A new OSS compression: XZ

XZ compression has actually been out for a little while, but it just recently began to build traction in Linux distributions.

It has been adopted by default in both Slackware and Arch Linux.

It’s basically an evolution of LZMA, which is the popular compression algorithm in 7-zip

As of version 1.22 of Gnu Tar, Short option -J is reassigned as a shortcut for –xz, meaning that instead of a usual tar czvf, you’d do replace the z (for gzip) to J for xz.

Here are a few benchmarks I lifted from the Arch Linux mailing list.

Did some testing with openoffice-base 3.2.0-1-x86_64.tar:

XZ allows choosing the level of compression, between 1-9 (1 being the least amount of compression, 9 being the most, and 6 being the default)

compression speed:

gzip: 0m28.945s

bzip2: 1m21.876s

xz -1: 0m49.244s

xz -2: 1m18.444s

xz -3: 3m34.208s

xz -6: 4m41.148s

decompression speed:

gzip: 0m 5.772s

bzip2: 0m29.433s

xz -1: 0m13.983s

xz -2: 0m12.949s

xz -3: 0m12.706s

xz -6: 0m11.462s

Interesting, right? Obviously, the more you compress a file, the longer it takes, but the interesting part is the decompression speed. Decompression gets faster with higher compression ratio! With’ xz -6′ you only need to read and process 124MB, with ‘xz -1’ you have to read 150MB. The decompression algorithm is the same for both ratios, only change is the archive size and the dictionary used. The downside is that the higher the ratio, the bigger the dictionary becomes and the more memory you’ll need for decompression.

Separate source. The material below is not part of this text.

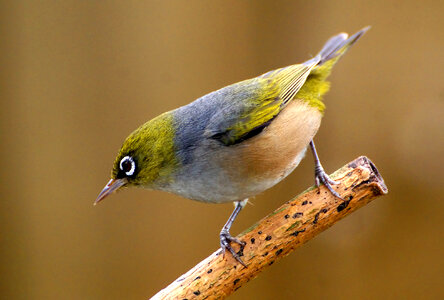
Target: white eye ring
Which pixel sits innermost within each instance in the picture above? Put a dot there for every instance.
(133, 165)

Here are some more benchmarks comparing file size (using the default ‘xz -6’) (lifted from the Arch Linux forums)

The Kernel compressed extremely well, to 27.%5 of its original size). It may not be worth it for many applications though, as it takes over 3x as long to compress, vs gzips 35%.

86M kernel26-2.6.29.3-1-i686.pkg.tar

30M kernel26-2.6.29.3-1-i686.pkg.tar.gz

22M kernel26-2.6.29.3-1-i686.pkg.tar.xz

287M wesnoth-1.6.1-1-i686.pkg.tar

220M wesnoth-1.6.1-1-i686.pkg.tar.gz

202M wesnoth-1.6.1-1-i686.pkg.tar.xz

conclusion:

xz (in default configuration) takes 3-4 times longer (vs gzip) to compress for an extra 10-15% compression ratio.  It also decompresses at half the speed.

So for the average user, this won’t be of huge interest. If you want the best combination of size and speed, gzip is still king.

The real benefit here is for website mirrors and people who value size more than speed. Imagine hosting a file for millions of people to download (like being a mirror for Firefox, the Kernel or OpenOffice.org etc..), shaving 10% off your entire bandwidth can be huge. For this reason, Arch Linux and Slackware have switched their repositories to xz. If you use bzip2, it’s certainly worth switching! For the average user, however, it probably is not worth it.